Hive auto increment UDF doesn't give desired results


I am trying to create a UDF in Hive. This UDF has to auto increment a hive table column called id.

Now the following is the Java code to create the UDF.

package myudf;

import org.apache.hadoop.hive.ql.exec.UDF;
import org.apache.hadoop.hive.ql.udf.UDFType;


@UDFType(deterministic = false, stateful = true)
public class autoincrement extends UDF{

      int lastValue;

    public int evaluate() {

     lastValue++;

        return lastValue;

   }

} 

Now I am able create a jar file and add the jar file to hive like below:

add jar /home/cloudera/Desktop/increment.jar;

Then create a temporary function

create temporary function inc as 'myudf.autoincrement';

Create table like below.

Create table abc(id int, name string)

Insert values:

INSERT into TABLE abc SELECT inc() as id, 'Tim';

Do select statement:

select * from abc;

Output:

1  Tim

Insert values:

INSERT into TABLE abc SELECT inc() as id, 'John';

Do select statement:

select * from abc

Output:

1  Tim
1  John

But what I was expecting was when I insert values for the 2nd time.

My expected output was :

1  Tim
2  John

How to get the expected output. What should I change in the Java code to get the desired result?

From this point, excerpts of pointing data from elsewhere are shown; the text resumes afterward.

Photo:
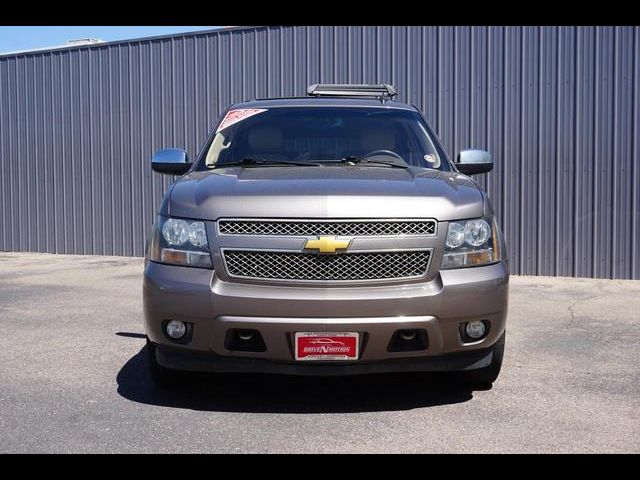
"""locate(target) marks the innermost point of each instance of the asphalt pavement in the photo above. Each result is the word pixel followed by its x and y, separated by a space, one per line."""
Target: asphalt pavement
pixel 73 378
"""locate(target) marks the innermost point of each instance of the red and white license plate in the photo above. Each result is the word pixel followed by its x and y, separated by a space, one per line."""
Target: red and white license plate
pixel 326 345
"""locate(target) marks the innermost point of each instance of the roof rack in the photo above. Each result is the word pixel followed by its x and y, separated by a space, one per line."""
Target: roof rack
pixel 382 92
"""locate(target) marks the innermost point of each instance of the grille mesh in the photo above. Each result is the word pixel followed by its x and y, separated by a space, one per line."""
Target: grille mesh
pixel 346 266
pixel 310 228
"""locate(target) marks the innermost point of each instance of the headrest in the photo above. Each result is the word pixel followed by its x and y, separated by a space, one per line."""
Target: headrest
pixel 265 138
pixel 377 139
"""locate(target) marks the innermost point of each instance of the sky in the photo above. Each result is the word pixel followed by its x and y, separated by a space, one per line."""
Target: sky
pixel 25 38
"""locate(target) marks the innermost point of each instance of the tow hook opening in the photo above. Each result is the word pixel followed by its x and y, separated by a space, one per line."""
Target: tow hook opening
pixel 244 340
pixel 408 341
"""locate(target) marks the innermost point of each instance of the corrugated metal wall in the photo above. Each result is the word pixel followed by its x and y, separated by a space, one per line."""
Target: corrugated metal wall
pixel 557 106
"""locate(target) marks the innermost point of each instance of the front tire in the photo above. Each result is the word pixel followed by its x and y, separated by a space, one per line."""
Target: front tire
pixel 161 376
pixel 484 377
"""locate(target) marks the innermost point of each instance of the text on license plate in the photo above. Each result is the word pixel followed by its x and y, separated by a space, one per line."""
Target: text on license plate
pixel 326 345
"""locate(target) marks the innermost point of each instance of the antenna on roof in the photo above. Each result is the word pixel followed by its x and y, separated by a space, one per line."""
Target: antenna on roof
pixel 382 92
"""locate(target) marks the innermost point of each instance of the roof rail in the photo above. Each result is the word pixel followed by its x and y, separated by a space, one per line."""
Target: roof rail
pixel 382 91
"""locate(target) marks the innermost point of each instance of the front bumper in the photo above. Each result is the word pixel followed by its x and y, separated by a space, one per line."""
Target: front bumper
pixel 213 306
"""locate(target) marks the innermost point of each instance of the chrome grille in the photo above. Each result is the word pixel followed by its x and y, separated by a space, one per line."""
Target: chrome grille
pixel 283 265
pixel 335 228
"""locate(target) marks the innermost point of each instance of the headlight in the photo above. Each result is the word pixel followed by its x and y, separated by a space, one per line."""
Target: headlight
pixel 179 242
pixel 471 243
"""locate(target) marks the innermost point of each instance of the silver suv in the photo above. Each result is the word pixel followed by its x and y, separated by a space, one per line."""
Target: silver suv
pixel 325 235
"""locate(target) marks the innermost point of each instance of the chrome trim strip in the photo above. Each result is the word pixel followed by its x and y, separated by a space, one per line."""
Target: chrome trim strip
pixel 327 282
pixel 325 220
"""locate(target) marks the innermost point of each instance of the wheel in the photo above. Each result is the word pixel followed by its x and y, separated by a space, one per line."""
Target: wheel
pixel 159 374
pixel 484 377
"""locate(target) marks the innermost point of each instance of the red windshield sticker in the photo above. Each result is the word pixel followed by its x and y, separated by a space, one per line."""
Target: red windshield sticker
pixel 234 116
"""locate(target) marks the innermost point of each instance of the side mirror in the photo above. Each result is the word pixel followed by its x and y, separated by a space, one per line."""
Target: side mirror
pixel 471 162
pixel 171 161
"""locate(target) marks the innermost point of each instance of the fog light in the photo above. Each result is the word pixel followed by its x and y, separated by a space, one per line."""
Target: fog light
pixel 475 329
pixel 176 329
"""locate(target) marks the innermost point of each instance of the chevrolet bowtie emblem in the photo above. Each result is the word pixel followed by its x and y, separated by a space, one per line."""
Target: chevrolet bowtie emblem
pixel 327 244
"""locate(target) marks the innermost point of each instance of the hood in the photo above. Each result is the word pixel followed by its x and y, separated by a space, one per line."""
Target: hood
pixel 325 192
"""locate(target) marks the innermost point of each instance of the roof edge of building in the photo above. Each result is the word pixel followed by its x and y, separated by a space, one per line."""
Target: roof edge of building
pixel 107 44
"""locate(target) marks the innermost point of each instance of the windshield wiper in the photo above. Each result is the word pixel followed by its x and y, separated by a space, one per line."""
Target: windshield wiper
pixel 252 162
pixel 353 160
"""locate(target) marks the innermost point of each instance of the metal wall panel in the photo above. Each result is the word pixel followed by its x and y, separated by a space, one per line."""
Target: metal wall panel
pixel 557 106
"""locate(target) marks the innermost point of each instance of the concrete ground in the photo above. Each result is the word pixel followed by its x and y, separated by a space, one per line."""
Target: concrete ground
pixel 73 378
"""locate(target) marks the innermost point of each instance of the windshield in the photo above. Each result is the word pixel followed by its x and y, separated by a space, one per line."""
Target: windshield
pixel 318 135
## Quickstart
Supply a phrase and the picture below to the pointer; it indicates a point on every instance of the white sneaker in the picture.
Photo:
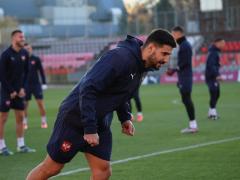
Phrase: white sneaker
(189, 130)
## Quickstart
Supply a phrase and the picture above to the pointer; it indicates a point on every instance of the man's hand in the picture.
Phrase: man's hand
(21, 93)
(170, 71)
(44, 87)
(219, 78)
(92, 139)
(13, 95)
(128, 128)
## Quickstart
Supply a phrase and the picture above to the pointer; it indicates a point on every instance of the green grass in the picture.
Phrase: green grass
(159, 131)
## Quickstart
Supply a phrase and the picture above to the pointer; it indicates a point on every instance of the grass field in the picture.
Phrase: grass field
(164, 117)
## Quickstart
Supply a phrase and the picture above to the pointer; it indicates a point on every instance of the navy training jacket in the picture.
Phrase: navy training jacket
(35, 69)
(13, 70)
(184, 59)
(212, 63)
(106, 87)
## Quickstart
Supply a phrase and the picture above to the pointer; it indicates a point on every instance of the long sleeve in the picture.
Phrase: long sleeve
(42, 74)
(184, 58)
(213, 64)
(93, 84)
(123, 112)
(3, 74)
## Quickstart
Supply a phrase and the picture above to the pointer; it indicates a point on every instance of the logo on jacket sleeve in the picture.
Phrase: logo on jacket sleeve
(8, 103)
(23, 58)
(66, 146)
(132, 75)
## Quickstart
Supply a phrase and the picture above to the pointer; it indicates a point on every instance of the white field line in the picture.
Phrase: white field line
(155, 154)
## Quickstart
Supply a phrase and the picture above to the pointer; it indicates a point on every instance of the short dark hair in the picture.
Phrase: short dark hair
(15, 32)
(178, 29)
(160, 37)
(218, 39)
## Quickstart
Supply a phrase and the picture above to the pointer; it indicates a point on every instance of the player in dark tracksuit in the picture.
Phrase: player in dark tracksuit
(13, 75)
(138, 103)
(212, 76)
(84, 118)
(35, 86)
(184, 72)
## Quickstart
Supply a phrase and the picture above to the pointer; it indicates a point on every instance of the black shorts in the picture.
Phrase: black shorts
(6, 103)
(36, 90)
(65, 142)
(213, 85)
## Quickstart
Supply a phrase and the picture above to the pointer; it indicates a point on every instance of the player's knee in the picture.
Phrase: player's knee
(104, 173)
(50, 170)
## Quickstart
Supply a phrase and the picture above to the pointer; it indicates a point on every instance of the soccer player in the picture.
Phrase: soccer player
(35, 87)
(13, 75)
(184, 72)
(212, 76)
(138, 103)
(82, 124)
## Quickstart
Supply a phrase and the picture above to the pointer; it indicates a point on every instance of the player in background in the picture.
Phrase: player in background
(13, 77)
(35, 86)
(184, 72)
(138, 103)
(83, 124)
(212, 75)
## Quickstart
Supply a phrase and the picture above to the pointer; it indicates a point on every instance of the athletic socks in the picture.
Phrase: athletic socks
(20, 142)
(2, 143)
(25, 120)
(193, 124)
(44, 119)
(212, 112)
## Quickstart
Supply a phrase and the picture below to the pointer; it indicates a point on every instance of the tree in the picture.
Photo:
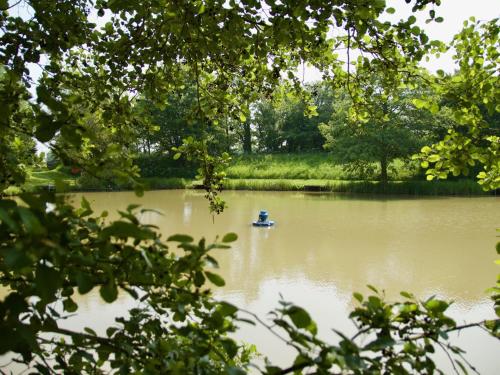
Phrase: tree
(472, 95)
(395, 128)
(289, 123)
(234, 52)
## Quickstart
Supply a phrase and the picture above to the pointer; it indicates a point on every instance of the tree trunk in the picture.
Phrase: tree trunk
(383, 169)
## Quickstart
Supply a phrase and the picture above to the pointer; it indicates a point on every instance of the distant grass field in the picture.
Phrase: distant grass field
(461, 187)
(279, 172)
(315, 166)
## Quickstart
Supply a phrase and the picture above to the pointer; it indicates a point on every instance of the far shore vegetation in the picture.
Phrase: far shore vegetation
(314, 171)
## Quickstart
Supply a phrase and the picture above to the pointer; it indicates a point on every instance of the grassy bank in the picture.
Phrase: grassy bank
(55, 179)
(280, 172)
(462, 187)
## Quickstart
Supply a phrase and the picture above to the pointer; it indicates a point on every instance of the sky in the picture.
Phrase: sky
(454, 13)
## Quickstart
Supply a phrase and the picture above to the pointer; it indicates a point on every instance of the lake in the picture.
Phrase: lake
(324, 247)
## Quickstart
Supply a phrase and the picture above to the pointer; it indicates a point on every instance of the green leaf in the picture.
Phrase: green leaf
(299, 316)
(358, 296)
(47, 282)
(426, 150)
(230, 237)
(180, 238)
(436, 306)
(215, 279)
(70, 305)
(380, 343)
(85, 282)
(31, 222)
(109, 291)
(121, 229)
(230, 347)
(407, 295)
(226, 308)
(434, 158)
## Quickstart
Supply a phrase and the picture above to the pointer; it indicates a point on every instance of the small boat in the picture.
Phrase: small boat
(263, 222)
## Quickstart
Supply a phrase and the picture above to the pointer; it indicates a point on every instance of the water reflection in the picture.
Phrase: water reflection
(324, 247)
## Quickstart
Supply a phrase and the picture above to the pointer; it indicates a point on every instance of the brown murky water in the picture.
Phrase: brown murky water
(325, 247)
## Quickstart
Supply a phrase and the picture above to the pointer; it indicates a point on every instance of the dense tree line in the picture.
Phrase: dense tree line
(236, 53)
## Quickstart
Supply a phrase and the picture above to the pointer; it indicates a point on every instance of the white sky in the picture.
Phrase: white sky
(454, 12)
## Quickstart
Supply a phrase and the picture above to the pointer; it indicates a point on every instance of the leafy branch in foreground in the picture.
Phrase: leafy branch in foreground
(46, 256)
(393, 338)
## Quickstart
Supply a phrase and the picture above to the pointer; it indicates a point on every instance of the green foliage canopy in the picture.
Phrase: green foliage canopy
(95, 57)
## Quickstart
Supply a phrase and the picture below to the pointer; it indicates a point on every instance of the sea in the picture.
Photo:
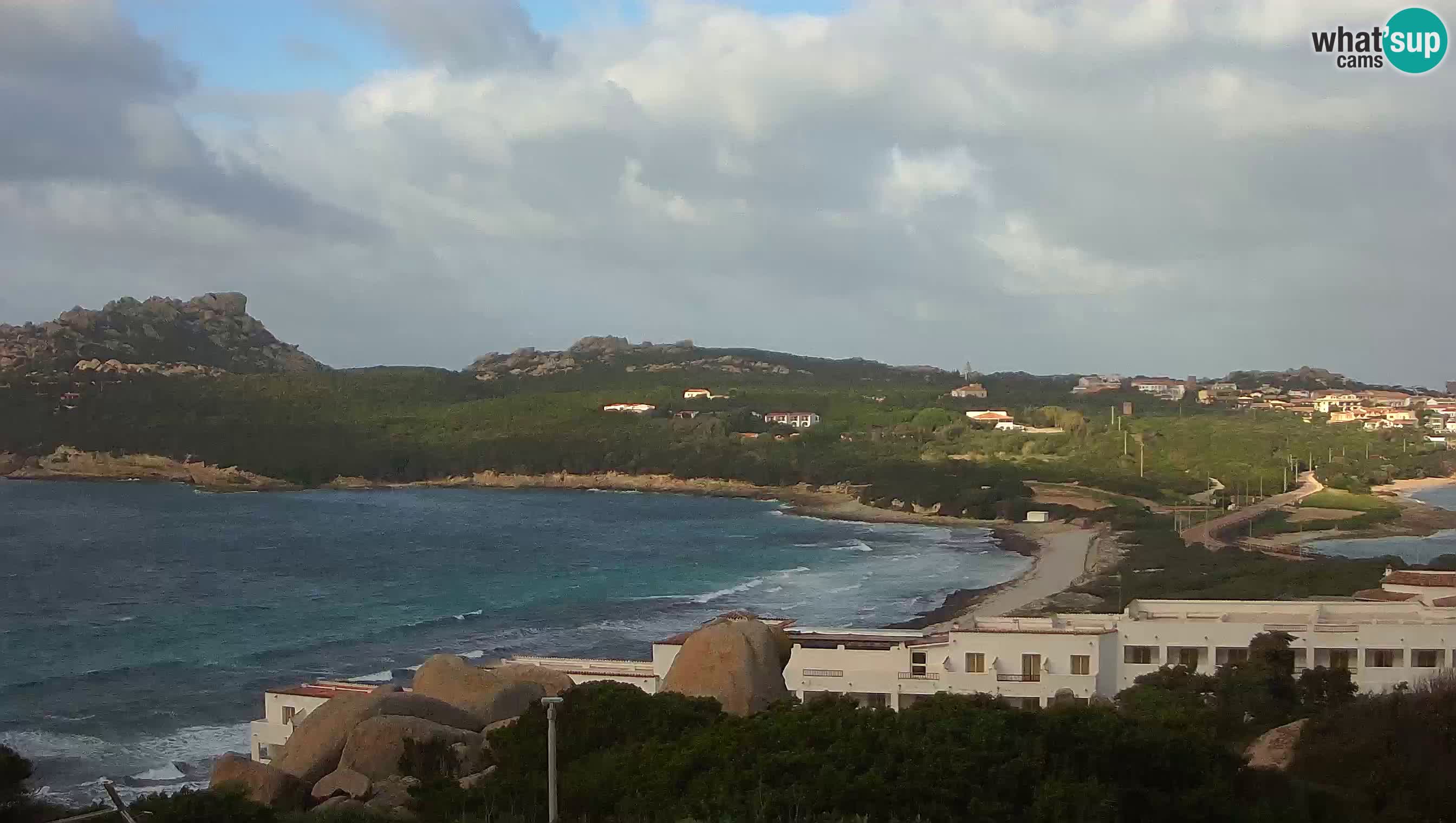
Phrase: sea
(1408, 548)
(142, 623)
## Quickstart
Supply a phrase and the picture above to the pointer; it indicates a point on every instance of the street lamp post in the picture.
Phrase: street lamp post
(551, 756)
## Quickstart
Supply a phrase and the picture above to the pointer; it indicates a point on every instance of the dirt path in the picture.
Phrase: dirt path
(1206, 533)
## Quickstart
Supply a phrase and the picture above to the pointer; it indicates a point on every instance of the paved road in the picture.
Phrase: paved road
(1206, 532)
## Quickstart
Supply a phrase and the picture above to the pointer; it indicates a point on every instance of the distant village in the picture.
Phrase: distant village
(1370, 408)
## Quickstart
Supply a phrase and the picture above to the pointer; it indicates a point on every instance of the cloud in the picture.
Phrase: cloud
(1143, 187)
(464, 35)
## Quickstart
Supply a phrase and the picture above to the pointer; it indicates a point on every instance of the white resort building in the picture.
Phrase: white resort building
(1397, 634)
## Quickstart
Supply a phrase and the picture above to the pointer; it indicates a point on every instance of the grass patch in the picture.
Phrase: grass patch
(1338, 499)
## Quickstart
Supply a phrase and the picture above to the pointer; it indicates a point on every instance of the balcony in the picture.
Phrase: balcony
(918, 676)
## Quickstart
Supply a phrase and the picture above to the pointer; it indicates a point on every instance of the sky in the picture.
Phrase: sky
(1143, 187)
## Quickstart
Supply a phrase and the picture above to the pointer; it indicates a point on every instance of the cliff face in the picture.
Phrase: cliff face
(210, 331)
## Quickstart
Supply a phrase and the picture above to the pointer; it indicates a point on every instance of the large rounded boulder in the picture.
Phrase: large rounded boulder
(739, 662)
(376, 745)
(259, 781)
(316, 742)
(483, 693)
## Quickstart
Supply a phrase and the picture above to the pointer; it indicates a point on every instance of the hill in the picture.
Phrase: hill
(213, 331)
(613, 356)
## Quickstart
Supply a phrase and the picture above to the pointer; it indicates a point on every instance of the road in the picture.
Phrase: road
(1206, 532)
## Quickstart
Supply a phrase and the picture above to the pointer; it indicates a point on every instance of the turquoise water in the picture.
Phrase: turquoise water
(140, 623)
(1412, 550)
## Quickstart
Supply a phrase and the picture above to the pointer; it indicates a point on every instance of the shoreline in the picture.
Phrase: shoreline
(830, 503)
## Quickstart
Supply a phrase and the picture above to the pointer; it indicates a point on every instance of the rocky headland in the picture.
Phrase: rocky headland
(204, 336)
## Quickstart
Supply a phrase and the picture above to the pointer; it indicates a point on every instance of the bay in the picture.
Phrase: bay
(140, 623)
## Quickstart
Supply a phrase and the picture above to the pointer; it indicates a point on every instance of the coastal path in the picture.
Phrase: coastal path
(1209, 533)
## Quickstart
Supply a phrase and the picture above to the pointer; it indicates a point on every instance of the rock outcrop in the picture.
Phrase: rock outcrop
(261, 783)
(376, 745)
(739, 661)
(1275, 749)
(343, 781)
(161, 336)
(484, 693)
(318, 742)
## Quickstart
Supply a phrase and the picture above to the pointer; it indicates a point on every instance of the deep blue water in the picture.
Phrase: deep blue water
(140, 623)
(1413, 550)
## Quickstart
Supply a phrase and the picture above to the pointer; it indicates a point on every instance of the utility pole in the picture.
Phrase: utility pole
(551, 758)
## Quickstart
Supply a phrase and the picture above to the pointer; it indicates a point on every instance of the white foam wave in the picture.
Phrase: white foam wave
(170, 773)
(739, 589)
(384, 676)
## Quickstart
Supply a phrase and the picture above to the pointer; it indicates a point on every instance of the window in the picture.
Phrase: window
(1138, 655)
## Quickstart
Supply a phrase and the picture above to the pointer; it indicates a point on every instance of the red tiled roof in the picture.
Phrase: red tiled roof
(1382, 595)
(1407, 577)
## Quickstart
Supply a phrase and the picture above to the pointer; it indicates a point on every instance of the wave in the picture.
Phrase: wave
(739, 589)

And Can I use the same function in Spark as well

In spark when I do

sqlContext.sql("show functions") 

It shows the list of all functions available in Hive

But when I do

sqlContext.sql("INSERT into TABLE abc SELECT inc() as id, 'Jim'")

I got the below error

pyspark.sql.utils.AnalysisException: u'undefined function inc; line 1 pos 29'

How to create the same UDF in pyspark and get the desired output

What happens when the insert statements are executed at the same time?


Solution

  • Follow the below steps

    1. change your insert to INSERT into TABLE abc SELECT max(id)+1 as id, 'Tim' from abc;
      or
    2. Modify the UDF to take int column as input and return input+1
    3. modify your insert to INSERT into TABLE abc SELECT inc(max(id)) as id, 'Tim' from abc;

    You have to try the correctness of the SQL in hive as I have checked and it works in MYSQL.